Multiply two negative fractions.
Check the final answer first, then review the worked steps.
Problem
Multiply two negative fractions.
Answer
\(\frac{4}{5}\)
Step-by-step solution
- Identify the operation: The problem asks to multiply two fractions: $$(-\frac{4}{3}) \cdot (-\frac{3}{5})$$.
- Determine the sign of the product: When multiplying two negative numbers, the result is positive. So, the product of $$(-\frac{4}{3})$$ and $$(-\frac{3}{5})$$ will be positive.
- Multiply the numerators: Multiply the top numbers of the fractions: $4 \times 3 = 12$.
- Multiply the denominators: Multiply the bottom numbers of the fractions: $3 \times 5 = 15$.
- Form the resulting fraction: Combine the results from steps 3 and 4 to get the fraction $$\frac{12}{15}$$.
- Simplify the fraction: Find the greatest common divisor (GCD) of the numerator (12) and the denominator (15).

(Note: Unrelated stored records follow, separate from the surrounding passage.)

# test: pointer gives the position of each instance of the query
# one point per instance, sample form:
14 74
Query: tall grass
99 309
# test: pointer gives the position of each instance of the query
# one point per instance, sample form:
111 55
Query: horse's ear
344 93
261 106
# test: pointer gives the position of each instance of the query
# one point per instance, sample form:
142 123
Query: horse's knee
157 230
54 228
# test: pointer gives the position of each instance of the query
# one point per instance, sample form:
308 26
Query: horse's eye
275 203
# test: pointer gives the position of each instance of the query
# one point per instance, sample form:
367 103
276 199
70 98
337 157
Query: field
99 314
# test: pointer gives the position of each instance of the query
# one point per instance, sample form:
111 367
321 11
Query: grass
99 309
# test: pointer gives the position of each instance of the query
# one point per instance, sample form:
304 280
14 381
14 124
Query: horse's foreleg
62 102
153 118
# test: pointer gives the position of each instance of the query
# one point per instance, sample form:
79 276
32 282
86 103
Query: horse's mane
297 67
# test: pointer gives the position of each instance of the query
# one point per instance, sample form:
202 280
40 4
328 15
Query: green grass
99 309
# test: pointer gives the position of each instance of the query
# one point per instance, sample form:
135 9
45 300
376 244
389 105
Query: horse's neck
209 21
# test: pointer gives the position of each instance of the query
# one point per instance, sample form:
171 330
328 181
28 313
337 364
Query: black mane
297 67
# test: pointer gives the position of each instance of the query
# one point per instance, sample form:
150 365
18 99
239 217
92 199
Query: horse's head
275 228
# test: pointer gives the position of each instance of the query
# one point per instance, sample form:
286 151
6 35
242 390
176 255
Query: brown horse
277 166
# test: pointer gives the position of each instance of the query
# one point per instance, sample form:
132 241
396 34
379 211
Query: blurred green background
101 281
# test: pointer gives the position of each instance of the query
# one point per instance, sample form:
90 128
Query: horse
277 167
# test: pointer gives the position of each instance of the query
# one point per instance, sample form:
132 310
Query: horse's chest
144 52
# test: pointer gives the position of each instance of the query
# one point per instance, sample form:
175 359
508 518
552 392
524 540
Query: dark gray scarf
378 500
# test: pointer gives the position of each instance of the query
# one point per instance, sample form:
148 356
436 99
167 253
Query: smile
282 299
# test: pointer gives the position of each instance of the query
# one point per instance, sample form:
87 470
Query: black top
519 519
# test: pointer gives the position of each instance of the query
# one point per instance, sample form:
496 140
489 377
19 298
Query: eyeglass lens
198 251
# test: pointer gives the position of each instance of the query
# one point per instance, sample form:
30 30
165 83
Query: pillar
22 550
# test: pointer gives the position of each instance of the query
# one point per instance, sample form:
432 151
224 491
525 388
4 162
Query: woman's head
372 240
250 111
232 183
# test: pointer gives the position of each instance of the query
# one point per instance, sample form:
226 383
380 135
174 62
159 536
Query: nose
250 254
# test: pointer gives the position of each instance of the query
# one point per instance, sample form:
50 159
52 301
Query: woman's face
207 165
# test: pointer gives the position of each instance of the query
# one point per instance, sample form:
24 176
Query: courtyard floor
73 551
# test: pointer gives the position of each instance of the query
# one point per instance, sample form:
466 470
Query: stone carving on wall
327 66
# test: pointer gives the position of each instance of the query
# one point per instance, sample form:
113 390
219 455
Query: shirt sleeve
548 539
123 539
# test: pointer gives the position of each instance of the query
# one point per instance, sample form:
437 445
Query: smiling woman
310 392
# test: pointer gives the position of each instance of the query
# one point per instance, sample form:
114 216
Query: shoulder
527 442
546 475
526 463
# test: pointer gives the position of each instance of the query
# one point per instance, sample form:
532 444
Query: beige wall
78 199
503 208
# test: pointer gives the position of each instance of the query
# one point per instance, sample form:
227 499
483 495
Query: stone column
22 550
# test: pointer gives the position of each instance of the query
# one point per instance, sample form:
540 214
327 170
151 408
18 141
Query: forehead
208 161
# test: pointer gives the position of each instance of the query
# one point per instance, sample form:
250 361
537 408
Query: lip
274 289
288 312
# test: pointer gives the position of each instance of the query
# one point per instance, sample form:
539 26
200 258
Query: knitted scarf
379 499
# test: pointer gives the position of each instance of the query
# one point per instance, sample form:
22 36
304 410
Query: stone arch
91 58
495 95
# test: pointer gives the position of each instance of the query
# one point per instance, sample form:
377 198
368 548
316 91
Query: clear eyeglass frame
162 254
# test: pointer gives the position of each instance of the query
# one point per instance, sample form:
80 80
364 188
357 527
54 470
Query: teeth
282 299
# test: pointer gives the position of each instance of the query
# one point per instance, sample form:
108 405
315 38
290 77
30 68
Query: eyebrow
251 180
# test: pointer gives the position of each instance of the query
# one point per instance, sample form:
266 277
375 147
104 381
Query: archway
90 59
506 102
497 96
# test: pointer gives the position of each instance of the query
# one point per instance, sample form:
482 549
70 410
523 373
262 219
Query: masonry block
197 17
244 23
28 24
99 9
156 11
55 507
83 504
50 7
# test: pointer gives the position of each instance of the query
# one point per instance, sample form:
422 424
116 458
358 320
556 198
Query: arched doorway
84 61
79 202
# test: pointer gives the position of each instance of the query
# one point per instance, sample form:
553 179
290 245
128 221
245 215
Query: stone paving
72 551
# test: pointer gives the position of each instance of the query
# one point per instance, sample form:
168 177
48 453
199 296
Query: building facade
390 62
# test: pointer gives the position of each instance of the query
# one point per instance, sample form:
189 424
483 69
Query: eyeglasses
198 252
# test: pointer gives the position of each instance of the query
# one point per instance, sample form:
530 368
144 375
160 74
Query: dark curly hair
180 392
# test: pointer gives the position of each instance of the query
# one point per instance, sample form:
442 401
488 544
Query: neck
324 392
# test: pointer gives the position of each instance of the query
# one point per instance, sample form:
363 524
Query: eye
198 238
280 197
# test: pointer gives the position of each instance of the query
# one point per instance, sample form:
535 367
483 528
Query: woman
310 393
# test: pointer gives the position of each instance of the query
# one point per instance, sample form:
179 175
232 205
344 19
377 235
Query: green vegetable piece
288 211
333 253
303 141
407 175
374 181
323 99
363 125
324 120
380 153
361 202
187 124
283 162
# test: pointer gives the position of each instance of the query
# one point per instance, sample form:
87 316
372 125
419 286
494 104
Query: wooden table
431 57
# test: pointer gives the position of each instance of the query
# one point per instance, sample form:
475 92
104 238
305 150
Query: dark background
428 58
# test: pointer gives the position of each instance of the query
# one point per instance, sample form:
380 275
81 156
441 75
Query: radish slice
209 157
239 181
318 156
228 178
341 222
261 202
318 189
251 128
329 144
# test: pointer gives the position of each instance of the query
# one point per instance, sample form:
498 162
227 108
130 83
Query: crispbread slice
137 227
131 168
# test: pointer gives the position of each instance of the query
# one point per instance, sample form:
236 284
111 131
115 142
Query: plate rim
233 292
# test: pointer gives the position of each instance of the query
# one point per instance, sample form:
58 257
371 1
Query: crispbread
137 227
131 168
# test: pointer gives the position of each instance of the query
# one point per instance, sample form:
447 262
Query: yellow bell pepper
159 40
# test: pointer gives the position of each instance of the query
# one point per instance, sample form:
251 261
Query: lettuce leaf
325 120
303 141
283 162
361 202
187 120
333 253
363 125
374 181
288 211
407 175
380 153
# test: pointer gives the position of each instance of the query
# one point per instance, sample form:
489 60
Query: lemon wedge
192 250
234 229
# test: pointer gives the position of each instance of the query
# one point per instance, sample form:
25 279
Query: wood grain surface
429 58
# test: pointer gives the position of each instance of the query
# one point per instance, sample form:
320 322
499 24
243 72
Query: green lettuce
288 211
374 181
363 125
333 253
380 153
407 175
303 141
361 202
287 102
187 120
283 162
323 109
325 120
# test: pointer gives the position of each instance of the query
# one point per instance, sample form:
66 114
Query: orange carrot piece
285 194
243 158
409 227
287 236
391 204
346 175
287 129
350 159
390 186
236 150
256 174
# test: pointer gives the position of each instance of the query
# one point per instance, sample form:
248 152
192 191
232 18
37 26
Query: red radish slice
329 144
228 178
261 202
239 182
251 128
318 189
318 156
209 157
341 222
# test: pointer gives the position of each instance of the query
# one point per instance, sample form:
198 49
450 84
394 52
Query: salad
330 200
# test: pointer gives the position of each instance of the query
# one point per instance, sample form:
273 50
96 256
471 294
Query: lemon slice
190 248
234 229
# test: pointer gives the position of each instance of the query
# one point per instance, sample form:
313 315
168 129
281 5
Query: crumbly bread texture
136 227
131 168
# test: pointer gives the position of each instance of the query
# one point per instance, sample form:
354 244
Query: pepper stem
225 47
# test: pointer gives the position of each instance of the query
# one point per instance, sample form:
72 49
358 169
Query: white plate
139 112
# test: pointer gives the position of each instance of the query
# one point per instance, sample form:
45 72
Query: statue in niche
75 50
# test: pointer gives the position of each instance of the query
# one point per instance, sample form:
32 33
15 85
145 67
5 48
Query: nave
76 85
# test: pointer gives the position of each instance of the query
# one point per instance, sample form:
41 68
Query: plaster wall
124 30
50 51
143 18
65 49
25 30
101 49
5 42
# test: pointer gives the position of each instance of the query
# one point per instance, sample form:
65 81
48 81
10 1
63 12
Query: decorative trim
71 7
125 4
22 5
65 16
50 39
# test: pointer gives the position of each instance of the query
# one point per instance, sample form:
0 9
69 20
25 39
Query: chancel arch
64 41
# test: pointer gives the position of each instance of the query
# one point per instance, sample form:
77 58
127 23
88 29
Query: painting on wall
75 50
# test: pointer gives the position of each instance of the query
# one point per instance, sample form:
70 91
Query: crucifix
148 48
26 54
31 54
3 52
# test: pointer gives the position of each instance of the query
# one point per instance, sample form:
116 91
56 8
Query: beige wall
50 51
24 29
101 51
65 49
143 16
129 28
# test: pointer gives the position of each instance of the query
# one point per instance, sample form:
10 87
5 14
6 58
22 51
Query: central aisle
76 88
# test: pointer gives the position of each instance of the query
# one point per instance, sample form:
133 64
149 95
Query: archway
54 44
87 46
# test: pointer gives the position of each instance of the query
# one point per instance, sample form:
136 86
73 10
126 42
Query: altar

The GCD of 12 and 15 is 3.
- Divide both numerator and denominator by the GCD: Divide 12 by 3 to get 4, and divide 15 by 3 to get 5. This gives the simplified fraction $$\frac{4}{5}$$.
- Write the final answer: The product of $$(-\frac{4}{3}) \cdot (-\frac{3}{5})$$ in simplest form is $$\frac{4}{5}$$.